Soal loyalitas dan dedikasi para pebulutangkis terhadap NKRI, memang tidak diragukan lagi. Buktinya, saat Indonesia berjuang memperebutkan Piala Thomas 1998, situasi di Tanah Air tak kondusif. Namun, pasukan Merah Putih yang diperkuat pemain dari berbagai suku serta agama seperti Hariyanto Arbi asal Kudus, Rexy dan Marleve Mainaky (Ternate), Ricky Soebagdia (Bandung), Sigit Budiarto (Yogyakarta), Candra dan Indra Wijaya (Cirebon). Hendrawan (Malang), Tony Gunawan (Surabaya), dan Joko Suprianto (Solo), tetap solid.

“Dengan kondisi kejiwaan yang tidak karuan, kami tetap bisa juara setelah menang 3-2 atas Malaysia dan kembali merebut Piala Thomas. Kemenangan itu kami dedikasikan sebagai perekat bangsa yang tengah terpecah dan terkoyak. Itulah persembahan terbaik para pebulutangkis untuk Indonesia," kata Hariyanto Arbi.

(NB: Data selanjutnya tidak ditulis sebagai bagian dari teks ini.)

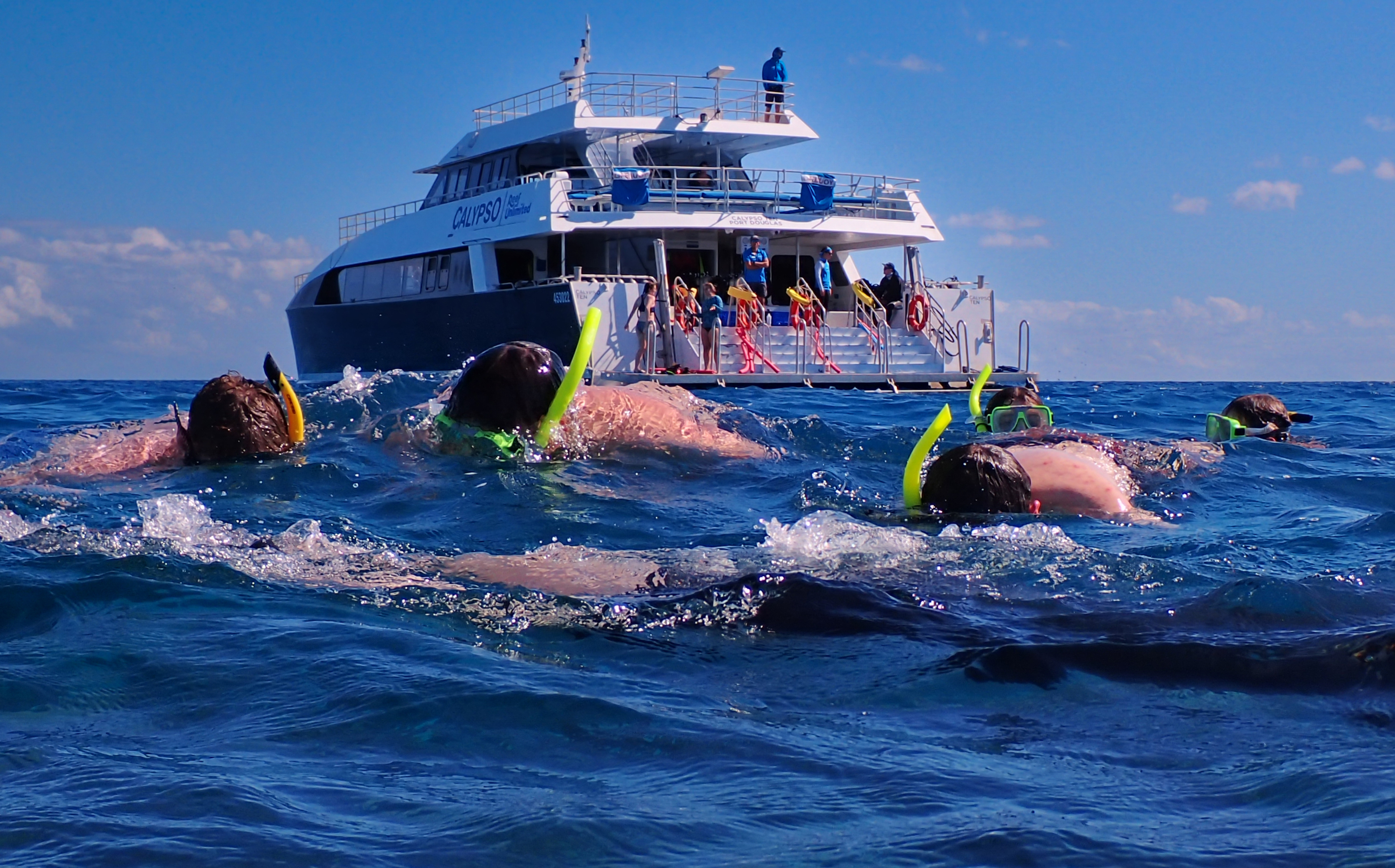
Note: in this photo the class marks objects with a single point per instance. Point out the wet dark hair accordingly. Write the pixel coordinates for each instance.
(1013, 396)
(1259, 410)
(977, 478)
(233, 417)
(507, 388)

Ricky Soebagdja mengungkapkan ketika masih aktif sebagai pemain, kondisi kebangsaan tidak ada masalah. Buktinya, dia bersama Rexy Mainaky yang memiliki suku yang berbeda bisa bersama-sama selama 11 tahun dan mempersembahkan berbagai gelar, termasuk medali emas Olimpiade Atlanta 1996.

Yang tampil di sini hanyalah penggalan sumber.